Houston is special..and Harvey has brought that to light. When you think about cities like New York or Los Angeles, you don’t question the diverse make-up and/or cultural awareness. But no one really associates that same diversity with Houston – most likely because of the general perception of Texas.

Recent articles have noted Houston as the most diverse city in America (to many people’s surprise), and what makes it so special is that it was allowed to grow into that title. It’s happened over time. There’s no one race that is a majority here. That’s amazing. And it hasn’t been that way for years so it’s actually been noticed and accepted along the way.

Photo credit: Kajal Desai

We went out to do some demo and clean out at a friend’s house. As we approached the neighbourhood, my jaw dropped and the rows and rows of volunteers’ cars lined up. There were 100s of volunteers from different church, school, and neighbourhood groups helping out wherever they saw the need. Complete strangers lending a hand, offering advice, food, supplies, and hugs, and sweating in the Houston heat without complaint.   The assistance people have provided crosses all lines – racial, political, religious, socioeconomic. There have been no boundaries. Every community, including the South Asian community in Houston, has been extremely open and helpful — restaurants offering food to shelters and displaced residents, area doctors have offered e-medical consults, real estate and insurance agents have spread information on next steps to name a few.

Photo Credit: Kajal Desai

Friends with boats and big trucks were out driving into neighbourhoods rescuing people from their homes as water creeped higher, friends immediately set up donation pages to collect money to buy supplies and deliver them to shelters around town, other friends have housed up to 20 people in their homes, and still others have taken gloves, cleaning supplies and tools to start gutting homes.

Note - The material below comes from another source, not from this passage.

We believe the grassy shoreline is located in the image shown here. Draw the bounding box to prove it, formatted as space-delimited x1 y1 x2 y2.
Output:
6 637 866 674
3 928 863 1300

Seeing South Asians support each other is of course inspiring and important, but seeing people helping people in general is what’s most beautiful.

There are times that can bring out the worst in us as humans, and we have seen an unfortunate amount of that this year. But, I will say, Hurricane Harvey brought out the best in our people. One of the best things I witnessed was prayers being exchanged between a Christian volunteer group and the Hindu owner of a house. All heads were bowed, all eyes were closed and all you could feel was genuine love and support.

The prayer ended with a resounding Amen and a huge hug between homeowner and the church leader. THIS is what we should be seeing every day. Houstonians have shown their true, beautiful colours and helped each other with full hearts. The people of Houston have reminded the country what it means to be human.

 

The road to recovery here is going to be long. Again, I know I am fortunate and I can’t give you the story of grief. I can tell you that I see a lot of hope. Things can and will only get better from here and here’s how you can help:

  • At this time, cash is best instead of sending items and goods. Do your research! Here are some places to donate: www.nytimes.com/2017/08/28/us/donate-harvey-charities-scams.html?mcubz=0
  • As I said above, check in again in a few weeks – donate again or get in touch with someone you know in Houston. If you live in the area, find volunteer opportunities later as well as now. It’s already going to be tough once people are back at work and in the swing of things. We all have to continue to do what we can.

Don’t let the strength, honor, love, and camaraderie Houstonians have shown this week just pass —let this be a reminder of what we need to carry forward daily.